Havana Surf (Rodrigo Diaz McVeigh, 2008): Spain
Reviewed by Jesse Solomon. Viewed at the Santa Barbara Film Festival.
Being from a small beach town in Southern California I have always taken solace in an end of the day surf flick. Havana Surf was something completely different then any other surf movie I have ever seen. In Rodrigo Diaz McVeigh’s Film Havana Surf he describes that for years individuals around Cuba have been using pieces of plywood, fiberglass, and styrofoam to make devices that somewhat resemble the surfboards that we see so commonly around the world today. Sometimes we forget that Cuba is a communist country with a long lasting embargo on it, prohibiting essential food from entering its borders and most certainly not surfboards. So we wonder how in fact a silly thing like surfing has transformed the lives of a few young Cubans, who have little else to hope for then good waves.

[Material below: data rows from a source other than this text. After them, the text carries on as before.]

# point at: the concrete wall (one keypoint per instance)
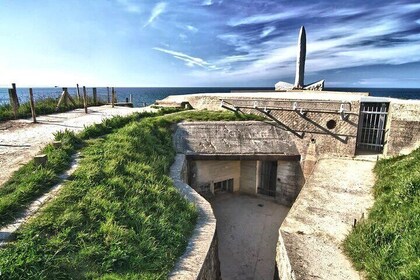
(284, 269)
(204, 172)
(200, 260)
(403, 127)
(248, 176)
(290, 180)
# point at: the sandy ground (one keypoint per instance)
(339, 191)
(247, 228)
(20, 140)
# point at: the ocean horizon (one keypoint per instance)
(148, 95)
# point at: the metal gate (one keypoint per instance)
(372, 124)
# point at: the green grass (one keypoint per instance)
(42, 107)
(120, 216)
(387, 244)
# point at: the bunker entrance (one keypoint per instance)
(268, 178)
(223, 186)
(372, 124)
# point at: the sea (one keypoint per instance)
(142, 96)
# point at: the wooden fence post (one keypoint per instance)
(84, 99)
(78, 93)
(95, 100)
(14, 101)
(113, 97)
(32, 103)
(64, 95)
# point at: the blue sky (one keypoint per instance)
(208, 42)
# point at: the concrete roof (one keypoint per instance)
(304, 95)
(250, 138)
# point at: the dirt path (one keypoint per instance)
(20, 140)
(339, 191)
(248, 231)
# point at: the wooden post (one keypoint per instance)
(65, 98)
(84, 99)
(94, 96)
(68, 96)
(107, 90)
(78, 93)
(16, 99)
(12, 103)
(41, 160)
(113, 97)
(32, 104)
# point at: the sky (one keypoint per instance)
(209, 43)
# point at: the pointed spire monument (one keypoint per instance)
(300, 60)
(300, 69)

The way McVeigh filmed this movie gives it a very raw, somewhat un-cut feeling which is similar to the country of Cuba itself. Cuba has changed little in the last 50 years; all the average Cuban knows is their surroundings many have never traveled outside of their birthing villages and towns and have little to hope in their extremely oppressive environment. Because of this the vast majority of Cubans have never even heard of a surfboard, or even have a Spanish translation for “wave.” The Havana Surf is a group of young men who have created a special bound with surfing. Most of them conclude on the fact that surfing is the one thing that can take all of their hardships and worries away. Making them free for even a moment is something they cherish everyday. The Havana Surf had a website created for them by Bob Samin, an Australia who truly is looking for the good in the world. Samin has a created a network for these young men and their newly founded female counterparts the Havanitas Surf, creating connections with international surfers who need tour guides and are willing to bring these secluded youth surfing necessities, such as wax and wetsuits.
Overall this movie gave me a great hope for humanity, the footage of these surfers gives off such innocence, and their happiness is so easily caught up in a small wave or a new surfboard leash. Havana Surf gave me a complete different outlook on surfing, in the US it is seen as almost a sport of leisure, in Cuba it is more of a quest for a few moments of freedom.